Кортик капитана Нелидова
Шрифт:
И матрос принялся попеременно задирать ноги, демонстрируя ветхую обувку.
– Экая ты танцорка! – оскалился «сермяга». – Давно ли с лодки дезертировал?
– Сапоги давай! Нет сменных – снимай с себя!
– Сапог не дам. Но у меня есть кое-что получше. Оно обложено соломой и забрано в обрешётку из тонких реек, чтобы не разбилось на наших-то ухабах.
– Водка? – выдохнул матрос.
– Небось не все мозги тебе Чудским-то ветром выдуло, – ухмыльнулся «сермяга». – Отворяй ворота. Водки ему! Может, ещё вина французского?
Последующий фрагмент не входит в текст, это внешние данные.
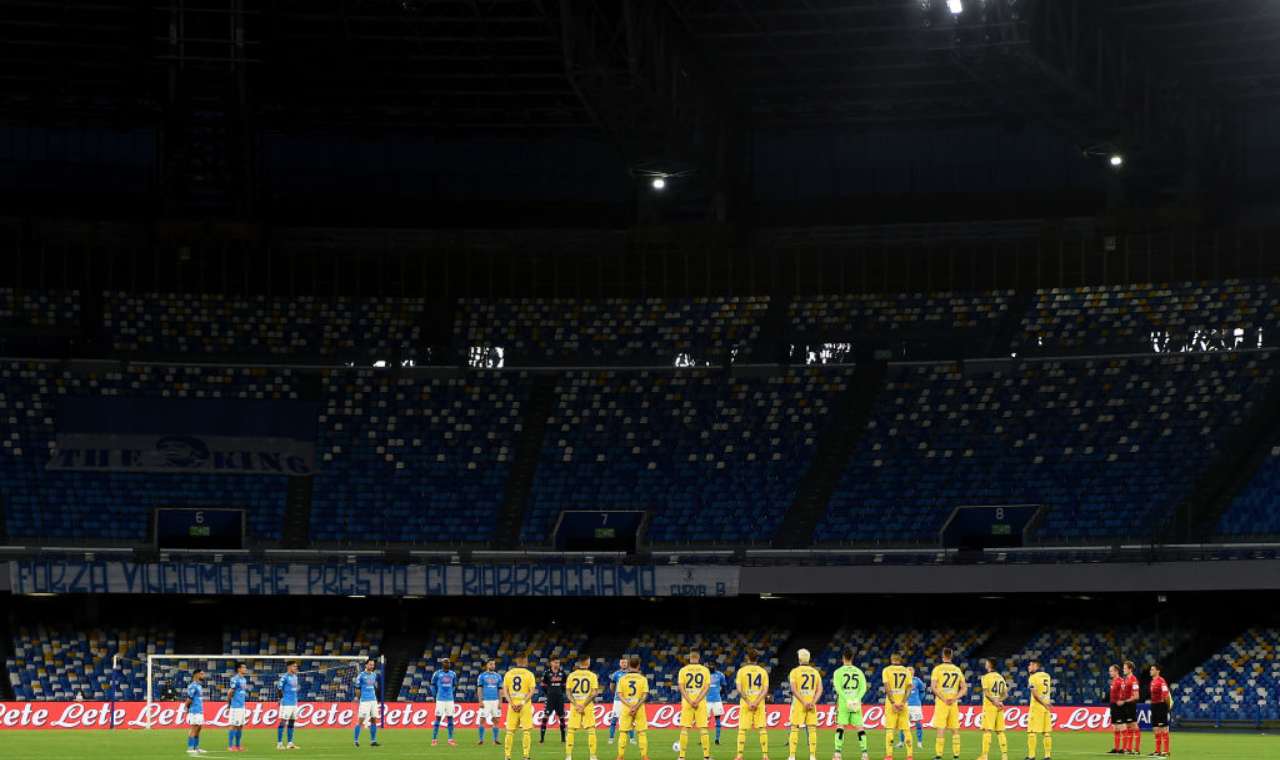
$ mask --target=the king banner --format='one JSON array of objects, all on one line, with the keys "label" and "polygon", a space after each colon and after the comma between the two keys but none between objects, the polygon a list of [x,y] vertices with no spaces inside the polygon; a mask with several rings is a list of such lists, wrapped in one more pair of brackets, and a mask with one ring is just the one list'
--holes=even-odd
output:
[{"label": "the king banner", "polygon": [[316,404],[257,399],[63,398],[46,468],[306,476]]},{"label": "the king banner", "polygon": [[[510,708],[503,706],[503,716],[498,725],[504,726]],[[530,706],[534,712],[534,724],[541,725],[545,714],[541,704]],[[610,706],[594,705],[596,727],[608,727]],[[767,705],[766,722],[771,729],[788,727],[787,705]],[[672,704],[645,706],[650,728],[675,728],[679,723],[680,708]],[[479,725],[480,705],[471,702],[454,705],[455,728],[475,728]],[[925,725],[932,719],[933,707],[924,708]],[[1027,708],[1010,706],[1004,710],[1005,724],[1010,731],[1025,730]],[[964,705],[960,708],[960,727],[979,728],[982,708]],[[435,722],[435,705],[431,702],[388,702],[382,707],[382,725],[386,729],[429,728]],[[251,703],[247,710],[248,728],[274,728],[279,710],[274,702]],[[868,728],[878,728],[884,718],[884,708],[867,705],[863,720]],[[229,725],[225,703],[206,702],[204,726],[207,729],[225,728]],[[551,716],[550,725],[557,725]],[[835,728],[835,705],[819,708],[819,728]],[[1150,726],[1150,710],[1139,711],[1143,728]],[[348,728],[356,724],[356,704],[353,702],[307,702],[297,713],[300,728]],[[184,728],[187,713],[181,702],[0,702],[0,729],[144,729]],[[725,728],[738,727],[738,706],[725,705]],[[1054,707],[1053,727],[1057,731],[1105,731],[1111,728],[1111,715],[1106,707],[1075,706]]]}]

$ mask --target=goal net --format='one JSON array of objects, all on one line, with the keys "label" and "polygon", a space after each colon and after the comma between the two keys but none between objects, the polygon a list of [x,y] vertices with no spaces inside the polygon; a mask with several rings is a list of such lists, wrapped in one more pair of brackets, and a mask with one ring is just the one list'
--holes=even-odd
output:
[{"label": "goal net", "polygon": [[[241,663],[249,670],[245,677],[249,682],[247,701],[250,704],[279,700],[276,684],[291,662],[298,663],[299,702],[354,702],[359,697],[356,676],[368,659],[351,655],[150,655],[146,660],[147,707],[150,708],[154,702],[181,702],[186,699],[192,674],[199,669],[205,672],[205,701],[218,703],[220,708],[230,699],[231,678]],[[375,659],[381,676],[383,659]],[[154,710],[148,709],[145,715],[153,713]],[[205,719],[213,721],[215,717],[216,714],[206,708]],[[151,718],[146,720],[147,728],[150,728]]]}]

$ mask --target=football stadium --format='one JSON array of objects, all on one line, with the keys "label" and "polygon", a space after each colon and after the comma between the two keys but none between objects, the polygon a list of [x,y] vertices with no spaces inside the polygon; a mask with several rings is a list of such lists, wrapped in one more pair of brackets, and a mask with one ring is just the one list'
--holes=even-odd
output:
[{"label": "football stadium", "polygon": [[1280,760],[1280,3],[0,0],[0,758]]}]

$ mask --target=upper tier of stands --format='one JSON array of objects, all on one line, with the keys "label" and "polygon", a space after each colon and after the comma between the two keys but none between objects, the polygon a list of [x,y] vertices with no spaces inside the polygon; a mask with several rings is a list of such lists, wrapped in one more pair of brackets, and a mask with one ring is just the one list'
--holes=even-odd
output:
[{"label": "upper tier of stands", "polygon": [[797,297],[788,308],[801,335],[840,338],[899,332],[998,330],[1011,290],[981,293],[876,293]]},{"label": "upper tier of stands", "polygon": [[0,328],[80,326],[80,291],[0,288]]},{"label": "upper tier of stands", "polygon": [[568,373],[522,538],[547,540],[560,510],[577,506],[648,510],[655,542],[767,538],[847,381],[843,369]]},{"label": "upper tier of stands", "polygon": [[1044,504],[1042,538],[1153,535],[1274,365],[1263,352],[898,367],[815,538],[935,540],[965,504]]},{"label": "upper tier of stands", "polygon": [[465,299],[458,347],[501,346],[521,365],[671,364],[747,358],[767,297],[687,299]]},{"label": "upper tier of stands", "polygon": [[107,293],[103,326],[124,354],[421,358],[415,298]]},{"label": "upper tier of stands", "polygon": [[520,380],[326,371],[312,538],[487,541],[529,392]]},{"label": "upper tier of stands", "polygon": [[1280,283],[1099,285],[1036,291],[1015,349],[1161,351],[1277,345]]},{"label": "upper tier of stands", "polygon": [[[0,288],[0,328],[75,329],[76,291]],[[635,366],[771,360],[760,345],[768,296],[462,299],[453,355],[500,349],[507,366]],[[1019,354],[1179,352],[1280,345],[1280,282],[1137,283],[964,293],[795,296],[785,335],[770,340],[854,342],[951,336],[953,352]],[[430,319],[438,319],[434,313]],[[428,359],[428,304],[417,298],[103,294],[101,319],[117,353],[316,360]],[[999,342],[963,343],[975,336]],[[945,345],[945,343],[944,343]]]},{"label": "upper tier of stands", "polygon": [[60,368],[0,362],[0,502],[12,537],[140,541],[159,506],[232,506],[248,510],[250,535],[280,538],[284,476],[47,470],[59,399],[69,397],[296,399],[287,368]]},{"label": "upper tier of stands", "polygon": [[1174,712],[1200,720],[1280,720],[1280,628],[1250,628],[1178,682]]}]

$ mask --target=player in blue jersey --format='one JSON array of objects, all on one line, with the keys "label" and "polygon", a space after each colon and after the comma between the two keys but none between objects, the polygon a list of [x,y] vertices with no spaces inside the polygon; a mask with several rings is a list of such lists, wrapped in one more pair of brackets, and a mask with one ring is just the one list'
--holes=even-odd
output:
[{"label": "player in blue jersey", "polygon": [[449,658],[444,657],[440,660],[440,667],[431,676],[431,691],[436,698],[436,721],[431,728],[431,746],[440,743],[440,718],[444,718],[448,726],[449,746],[456,747],[458,743],[453,740],[453,713],[457,709],[454,706],[453,692],[458,687],[458,674],[454,673],[449,667]]},{"label": "player in blue jersey", "polygon": [[[280,696],[280,720],[276,723],[276,749],[297,749],[293,743],[294,723],[298,719],[298,663],[290,662],[284,675],[276,679]],[[285,744],[286,733],[289,743]]]},{"label": "player in blue jersey", "polygon": [[[609,674],[609,690],[613,692],[613,712],[609,715],[609,743],[613,744],[614,737],[618,735],[618,719],[622,715],[622,700],[618,697],[618,679],[625,676],[627,670],[628,658],[621,657],[618,659],[618,669]],[[636,738],[636,732],[629,734],[631,739]]]},{"label": "player in blue jersey", "polygon": [[716,670],[714,662],[708,662],[711,669],[711,686],[707,688],[707,712],[716,719],[716,744],[720,743],[720,720],[724,717],[724,673]]},{"label": "player in blue jersey", "polygon": [[484,744],[484,724],[493,729],[493,743],[498,744],[498,719],[502,717],[502,674],[498,663],[486,660],[484,672],[476,678],[476,701],[480,703],[480,715],[476,727],[480,729],[480,743]]},{"label": "player in blue jersey", "polygon": [[244,724],[247,721],[245,700],[249,698],[249,666],[243,662],[236,666],[236,674],[227,684],[227,751],[244,752],[240,742],[244,740]]},{"label": "player in blue jersey", "polygon": [[[915,668],[907,668],[911,675],[911,693],[907,695],[907,717],[916,730],[916,748],[924,748],[924,703],[920,698],[924,695],[924,681],[916,675]],[[898,732],[898,746],[904,746],[911,737],[902,731]]]},{"label": "player in blue jersey", "polygon": [[356,709],[356,746],[360,746],[360,729],[369,727],[369,746],[378,746],[378,714],[382,704],[382,676],[378,663],[372,657],[364,661],[364,670],[356,674],[356,694],[360,704]]},{"label": "player in blue jersey", "polygon": [[191,727],[187,730],[187,754],[206,754],[200,749],[200,729],[204,727],[204,671],[200,668],[191,674],[182,706],[187,709],[187,725]]}]

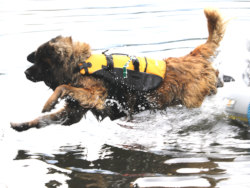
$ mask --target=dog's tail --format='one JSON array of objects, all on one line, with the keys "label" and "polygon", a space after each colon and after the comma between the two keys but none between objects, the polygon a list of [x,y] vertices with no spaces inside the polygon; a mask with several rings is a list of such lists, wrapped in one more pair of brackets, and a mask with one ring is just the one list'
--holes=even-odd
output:
[{"label": "dog's tail", "polygon": [[201,55],[209,59],[215,55],[216,48],[219,47],[220,41],[223,39],[227,21],[224,21],[218,9],[206,8],[204,13],[207,17],[209,36],[206,43],[195,48],[191,55]]}]

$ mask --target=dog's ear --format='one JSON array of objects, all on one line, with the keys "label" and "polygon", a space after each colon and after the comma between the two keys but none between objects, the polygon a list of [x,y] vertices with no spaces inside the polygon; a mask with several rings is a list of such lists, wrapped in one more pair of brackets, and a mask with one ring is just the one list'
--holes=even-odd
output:
[{"label": "dog's ear", "polygon": [[69,44],[73,43],[72,37],[65,37],[65,41],[68,42]]},{"label": "dog's ear", "polygon": [[58,35],[57,37],[53,38],[50,40],[50,42],[57,42],[59,41],[60,39],[62,39],[63,37],[61,35]]},{"label": "dog's ear", "polygon": [[62,37],[61,35],[51,39],[49,42],[51,43],[56,43],[56,42],[67,42],[67,43],[70,43],[72,44],[73,40],[72,40],[72,37],[69,36],[69,37]]},{"label": "dog's ear", "polygon": [[35,55],[36,52],[32,52],[30,55],[27,56],[27,60],[31,63],[35,63]]}]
Они расположились неподалёку от денника, в бывшей кузне, под боком давно погасшего горна. Кузня – крытый тесом каменный сарай, достаточно добротный,
Они сидели друг напротив друга, разделённые огромным ржавым казаном и алым светом тлеющих в нём угольев. Их объединяло тепло и снедь, разложенная на импровизированном столе, ловко сооружённом «сермягой» из дубовой колоды и доски. Убранство стола при иных обстоятельствах можно было бы назвать даже изысканным, если б только матрос знал в этом толк! Пока щедрый гость возился, расстилая чистую тряпицу, расставляя взявшиеся неведомо откуда оловянные миски, ложки, кружки, матрос нервничал, прислушиваясь к урчанию в собственном, крепко оголодавшем животе.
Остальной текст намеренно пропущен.